Isolda Agazzi
GENEVE, 21.06.07 (InfoSud) Après plusieurs tentatives de paix infructueuses, une conférence de réconciliation devait s'ouvrir le 14 juin à Mogadiscio, mais elle a été reportée d'un mois. Les Somaliens de tous les clans pourront y participer. La Suisse met à la disposition Julian Hottinger, un de ses experts en médiation.
"La situation en Somalie dépasse l'imaginable : vivons-nous vraiment sur la même planète ?" s'insurge Ghanim Alnajjar, l'expert indépendant sur la Somalie venu présenter son rapport à la dernière session du Conseil des droits de l'homme, en juin à Genève. "La communauté internationale a trop longtemps négligé ce pays. Le moment est venu d'agir."
Justement, une conférence nationale de réconciliation devait s'ouvrir le 14 juin à Mogadiscio, mais elle a été repoussée d'un mois. Censée être portée par les Somaliens eux-mêmes, elle est soutenue par la communauté internationale.
"Depuis la chute de Siyad Barré en 1991, il y a eu quinze processus de réconciliation, mais ils se sont tous soldés par un échec. Cependant, aujourd'hui toutes les factions somaliennes semblent prêtes à négocier, avec le soutien des principaux pays de la région : l'Ethiopie, l'Erythrée, le Kenya et Djibouti. Une charte fédérale de transition a été âprement négociée entre 2002 et 2004 et elle va constituer la base de discussion", explique Julian Hottinger, expert en médiation du gouvernement suisse, mis à la disposition du Programme des Nations Unies pour le Développement (PNUD) pour aider à organiser la conférence.
Pour Hassan Shrike Sheik, du Réseau des défenseurs des droits de l'homme de la corne orientale de l'Afrique, qui s'exprimait lors d'une table ronde organisée en marge du Conseil des droits de l'homme à Genève "la conférence va se tenir à Mogadiscio, alors que les autres avaient eu lieu hors du pays. Cela veut dire que tout le monde pourra y participer - femmes, vieillards, bergers et paysans. Elle sera le produit de la société civile, alors qu'avant c'étaient les seigneurs de la guerre qui désignaient leurs représentants.

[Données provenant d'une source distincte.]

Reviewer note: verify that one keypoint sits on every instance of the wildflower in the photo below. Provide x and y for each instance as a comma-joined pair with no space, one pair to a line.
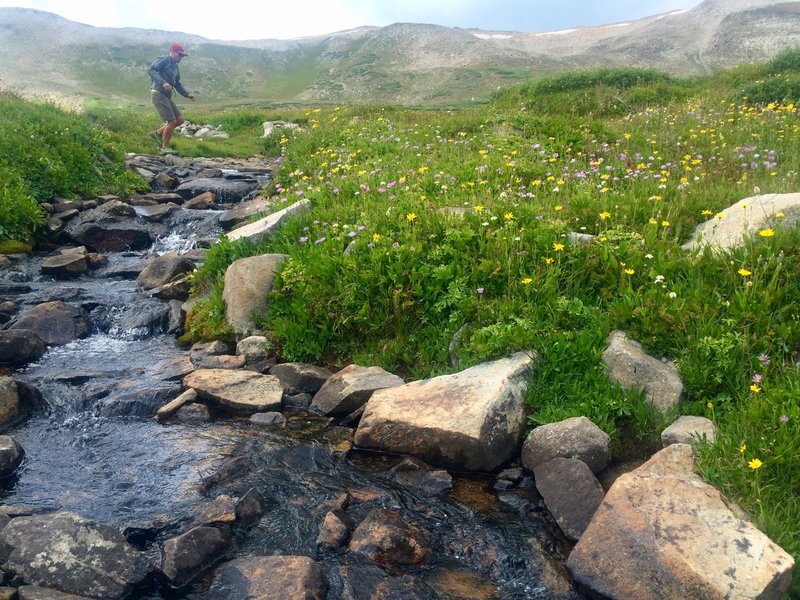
754,464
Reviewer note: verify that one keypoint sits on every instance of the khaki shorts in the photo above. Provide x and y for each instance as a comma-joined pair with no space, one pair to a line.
166,107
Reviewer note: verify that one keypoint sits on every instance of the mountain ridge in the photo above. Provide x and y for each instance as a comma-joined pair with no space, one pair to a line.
401,63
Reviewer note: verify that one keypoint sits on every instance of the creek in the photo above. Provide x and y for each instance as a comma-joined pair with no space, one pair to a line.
92,447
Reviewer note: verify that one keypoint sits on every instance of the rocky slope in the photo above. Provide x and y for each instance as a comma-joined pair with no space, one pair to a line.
403,63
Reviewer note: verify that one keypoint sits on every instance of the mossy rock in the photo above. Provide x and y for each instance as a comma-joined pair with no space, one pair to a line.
15,247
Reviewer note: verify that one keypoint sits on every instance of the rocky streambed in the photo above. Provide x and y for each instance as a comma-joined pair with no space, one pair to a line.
134,468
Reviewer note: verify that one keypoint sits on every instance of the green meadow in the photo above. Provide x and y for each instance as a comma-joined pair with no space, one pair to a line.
447,236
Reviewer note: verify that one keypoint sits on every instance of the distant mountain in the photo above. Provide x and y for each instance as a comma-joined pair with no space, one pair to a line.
404,63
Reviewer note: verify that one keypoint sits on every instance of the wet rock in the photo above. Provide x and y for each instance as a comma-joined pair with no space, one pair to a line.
248,281
385,539
65,266
191,553
250,507
472,420
243,211
372,583
71,554
240,391
193,413
450,584
11,454
688,430
269,578
629,366
205,201
170,408
225,190
576,437
136,399
20,346
55,322
158,212
164,269
662,532
335,530
262,228
220,511
34,592
9,400
418,476
269,419
350,389
300,377
571,493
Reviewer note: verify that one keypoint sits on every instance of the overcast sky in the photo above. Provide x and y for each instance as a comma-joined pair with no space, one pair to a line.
283,19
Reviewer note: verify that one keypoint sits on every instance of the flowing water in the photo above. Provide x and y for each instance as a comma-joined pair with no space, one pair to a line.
128,471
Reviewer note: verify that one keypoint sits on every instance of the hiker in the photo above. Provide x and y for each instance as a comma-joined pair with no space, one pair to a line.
166,78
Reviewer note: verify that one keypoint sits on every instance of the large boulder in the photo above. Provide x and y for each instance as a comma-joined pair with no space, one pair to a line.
576,437
71,554
262,228
247,283
269,578
470,420
243,211
20,346
746,218
350,389
240,391
191,553
55,322
662,532
632,368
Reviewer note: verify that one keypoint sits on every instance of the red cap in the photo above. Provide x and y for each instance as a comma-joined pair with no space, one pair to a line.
178,49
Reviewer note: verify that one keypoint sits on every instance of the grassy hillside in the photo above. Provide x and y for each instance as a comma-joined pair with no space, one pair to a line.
457,227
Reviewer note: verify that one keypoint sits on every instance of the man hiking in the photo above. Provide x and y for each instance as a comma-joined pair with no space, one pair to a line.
166,78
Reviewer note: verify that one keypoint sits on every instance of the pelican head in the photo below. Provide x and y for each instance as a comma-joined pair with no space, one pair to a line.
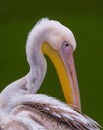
53,39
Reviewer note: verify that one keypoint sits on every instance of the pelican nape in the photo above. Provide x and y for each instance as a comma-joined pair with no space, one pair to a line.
21,109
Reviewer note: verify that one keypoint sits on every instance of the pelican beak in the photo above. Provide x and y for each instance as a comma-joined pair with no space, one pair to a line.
64,64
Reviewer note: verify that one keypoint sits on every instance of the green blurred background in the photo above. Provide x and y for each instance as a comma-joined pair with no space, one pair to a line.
84,18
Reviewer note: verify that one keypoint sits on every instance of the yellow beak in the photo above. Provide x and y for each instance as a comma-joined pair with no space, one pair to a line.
64,64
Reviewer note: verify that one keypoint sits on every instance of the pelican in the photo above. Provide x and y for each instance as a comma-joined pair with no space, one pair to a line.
22,109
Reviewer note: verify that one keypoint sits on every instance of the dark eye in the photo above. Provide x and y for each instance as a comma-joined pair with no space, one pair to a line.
66,45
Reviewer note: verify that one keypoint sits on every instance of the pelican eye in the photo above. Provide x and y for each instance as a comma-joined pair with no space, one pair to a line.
65,45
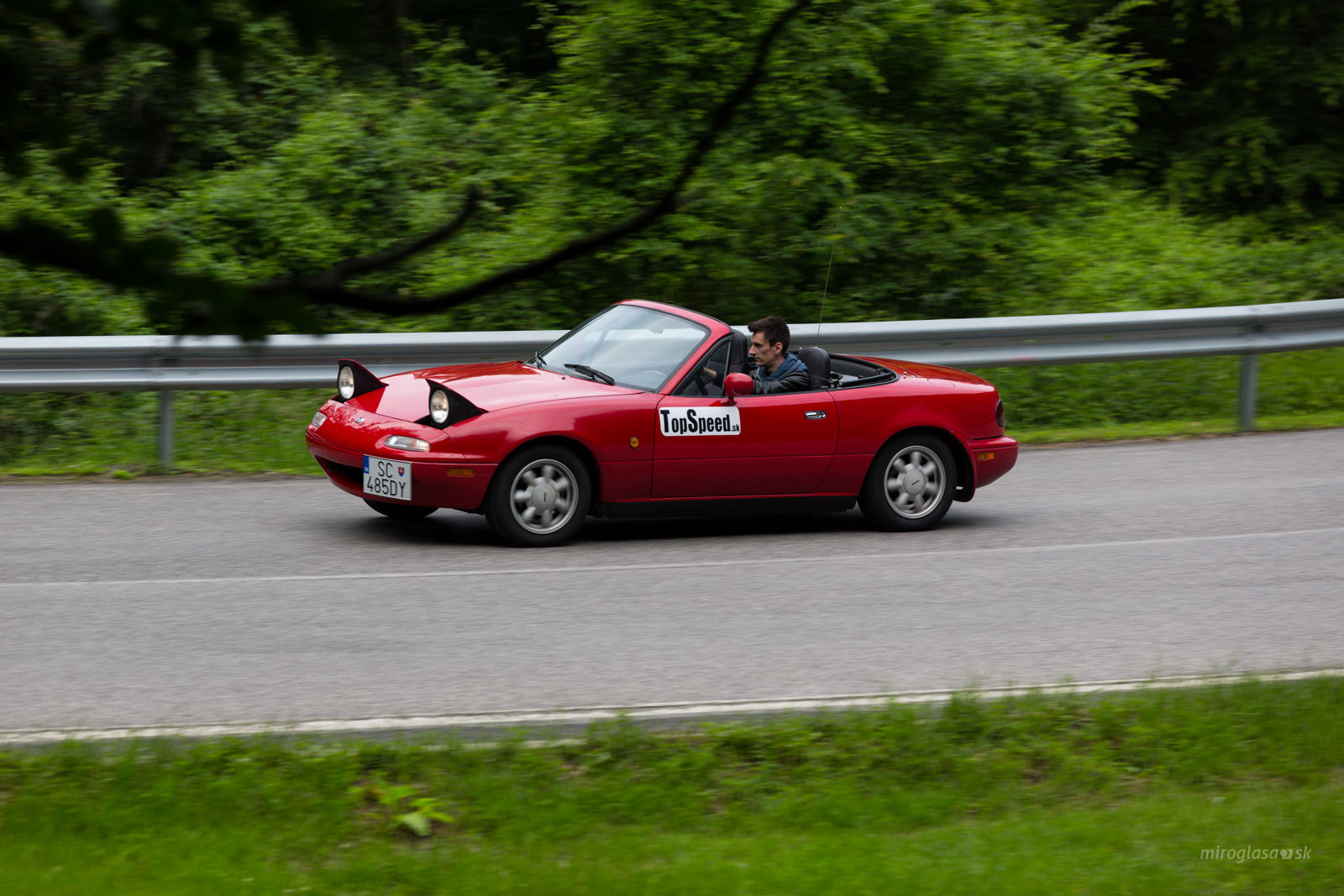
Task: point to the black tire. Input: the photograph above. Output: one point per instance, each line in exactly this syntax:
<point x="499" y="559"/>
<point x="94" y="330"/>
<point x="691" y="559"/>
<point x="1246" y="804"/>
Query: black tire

Regardez le Somaliland, qui a adopté le même processus participatif et o=F9 la paix tient toujours !"
Une conférence pour quoi faire?
Pour Julian Hottinger, "le but de la conférence est de bâtir un Etat qui sera probablement fédéral dans un pays o=F9 le chaos règne depuis 1991. Il y a bien un gouvernement fédéral de transition, mais il manque de légitimité, car il représente surtout le clan Daarod. La conférence vise donc à élargir sa représentativité en y incluant les quatre autres clans." Les tribunaux islamiques aussi ? "Oui, mais sous leur identité clanique - ils sont issus de la tribu Hawiya et ont étudié pour la plupart au Moyen-Orient, ce qui explique leurs positions plus conservatrices - et non religieuse."
On se souvient qu'en juin 2006 les chefs des tribunaux islamiques s'étaient emparés du pouvoir à Mogadiscio et qu'en janvier 2007 le gouvernement fédéral de transition, avec l'appui des troupes éthiopiennes, avait réussi à les renverser.
Pas de paix sans les droits de l'homme
Pour Hassan Shrike Sheik, "le processus de paix doit être intimement lié à la recherche de la vérité et à la lutte contre l'impunité. Les violeurs des droits de l'homme ne doivent pas devenir les chefs de demain. Les mauvais éléments doivent être éloignés alors que les bons, qui se trouvent souvent à l'étranger doivent avoir leur chance."
Ghanim Alnajjar, l'expert de l'ONU, appelle toutes les victimes à réclamer le droit à la vérité. "La paix en Somalie ne doit pas être bâtie sur l'impunité."
Qui va venir sous l'arbre à palabres?
Pour Julian Hottinger, "la conférence peut durer des mois. Il est extrêmement laborieux de parvenir à un consensus entre des clans qui se sont toujours affrontés et qui, de plus, ont une tradition essentiellement orale."
Mais Ghanim Alnajjar est confiant : "Oui, il y a un espoir pour la Somalie ! Depuis le 11 septembre le pays a été traité comme un repaire de terroristes et a souvent été comparé à l'Irak. Or, les deux situations ne sont pas du tout les mêmes. La Somalie est une société clanique et la paix y est possible. Pourvu d'y inclure tous les clans." Mais alors que la conférence a été renvoyée d'un mois - et ce pour la troisième fois consécutive - il va falloir s'armer de beaucoup de patience sous l'arbre à palabres de Mogadiscio.